The risk of data loss from a Website can come from multiple avenues. There could be an outright data breach where an attacker steals content directly from a database, or an automated bot could scrape the site, stealing data that is out in the open. The challenge of dealing with automated Web-content scraping is one that startup ScrapeDefender is aiming to tackle.
“Websites have all sorts of different types of content that is available, free to the public, and the creators of those sites intend for that content to be consumed by people to use,” Robert Kane, CEO of ScrapeDefender, told eWEEK. “What has happened is there is now a whole industry of scraping with bots that harvest mass amounts of data from sites.”
Those data-harvesting scraping bots can potentially be grabbing pricing information from retail or travel sites, for example, and then repurposing the data in ways in which the original content creator did not intend. ScrapeDefender is now launching its cloud-based anti-scraping and real-time monitoring service with the goal of tracking and limiting the risk of scraping.
Kane is no stranger to the world of security. In 1992, he founded a company called Intrusion Detection, which he sold to RSA in 1998. He also has experience in the financial services market and is the founder of Bondview, which is a municipal bond information site. It was his experiences at Bondview that helped to identify the need for an anti-scraping service.
“We discovered at Bondview that we were being scraped,” Kane said. “There were no tools to help us, and that was the spark for ScrapeDefender.”
How It Works
ScrapeDefender works in a manner that is similar to how Google Analytics operates, Kane said, with a piece of JavaScript code embedded on Website pages that helps to monitor and track activity.
“We receive a copy of the Website activity and analyze the activity on our servers and pass it through a whole bunch of metrics,” Kane said.
Those metrics include 25 different parameters that are used to help determine if the traffic is legitimate or if it is an indicator of scraping activity. The parameters include looking to see if there are things like excessive page views from a single address or direct visits to a page that should normally only be found via a referring click or page.

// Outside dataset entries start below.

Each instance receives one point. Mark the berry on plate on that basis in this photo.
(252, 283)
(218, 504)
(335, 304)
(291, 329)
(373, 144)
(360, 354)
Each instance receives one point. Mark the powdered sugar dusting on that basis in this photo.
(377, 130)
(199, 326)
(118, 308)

ScrapeDefender Protects Data by Thwarting Web-Scraping Attempts
The system is able to determine a baseline level of activity for a given site that will help indicate what is normal traffic and what activity should be considered suspicious.

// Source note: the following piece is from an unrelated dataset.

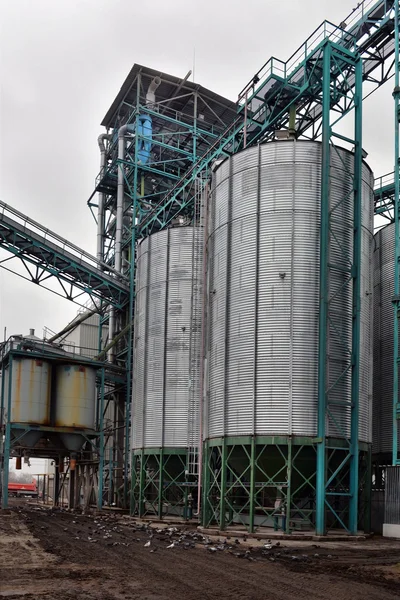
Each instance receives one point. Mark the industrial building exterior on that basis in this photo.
(239, 303)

“That’s what intrusion detection is all about, and this is an intrusion detection application of sorts,” Kane said.
Remediation
Kane described the remediation actions available to users as being a bit of a game of “whack-a-mole,” where new threats pop up as old ones are blocked.
“We have the ability to digitally fingerprint devices so that as activity pops up we can identify and block scraping,” Kane said.

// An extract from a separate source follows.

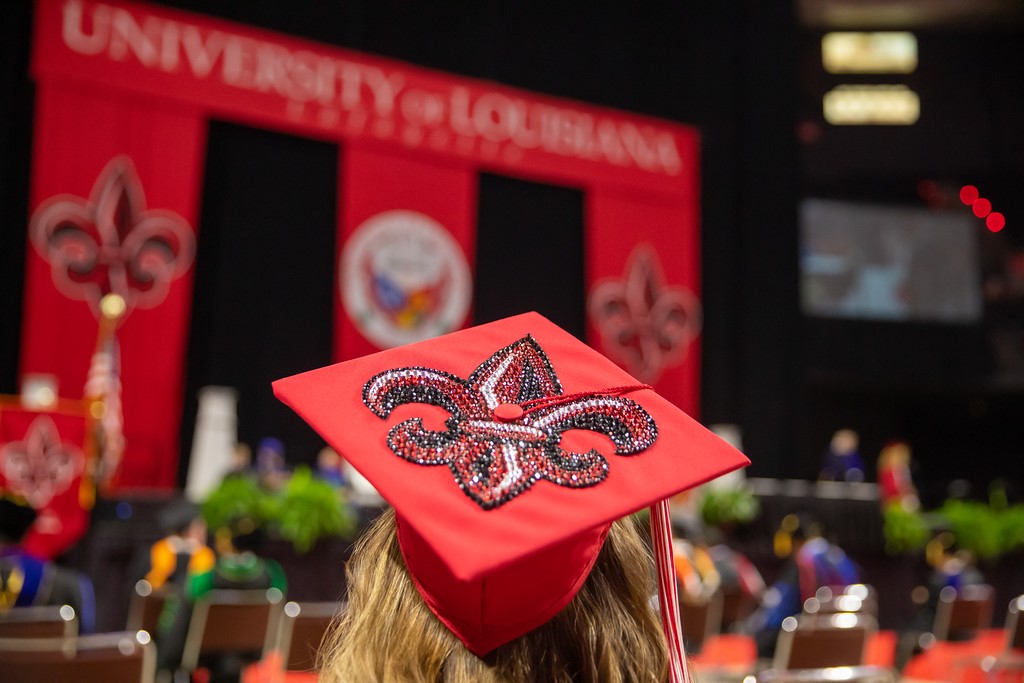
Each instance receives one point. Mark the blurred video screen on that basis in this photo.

The ScrapeDefender solution does have an application programming interface (API) that can integrate with Web Application Firewall (WAF) technology. WAFs are widely used on the Internet today as a means of blocking application attacks.
There is also an intellectual property enforcement component of ScrapeDefender, which includes form letters that enable users to contact offenders and ask them to stop their activities.
ScrapeDefender has some competition in the space, including Distil Networks, which offers a similar type of solution. Kane said a key difference is how the two solutions are implemented on a Website. The Distil cloud solution involves Websites redirecting their DNS information, which is a similar approach to how many cloud security vendors, including Incapsula and Cloudflare, protect their customers. In contrast, ScrapeDefender requires JavaScript code snippets in order to work with the cloud service.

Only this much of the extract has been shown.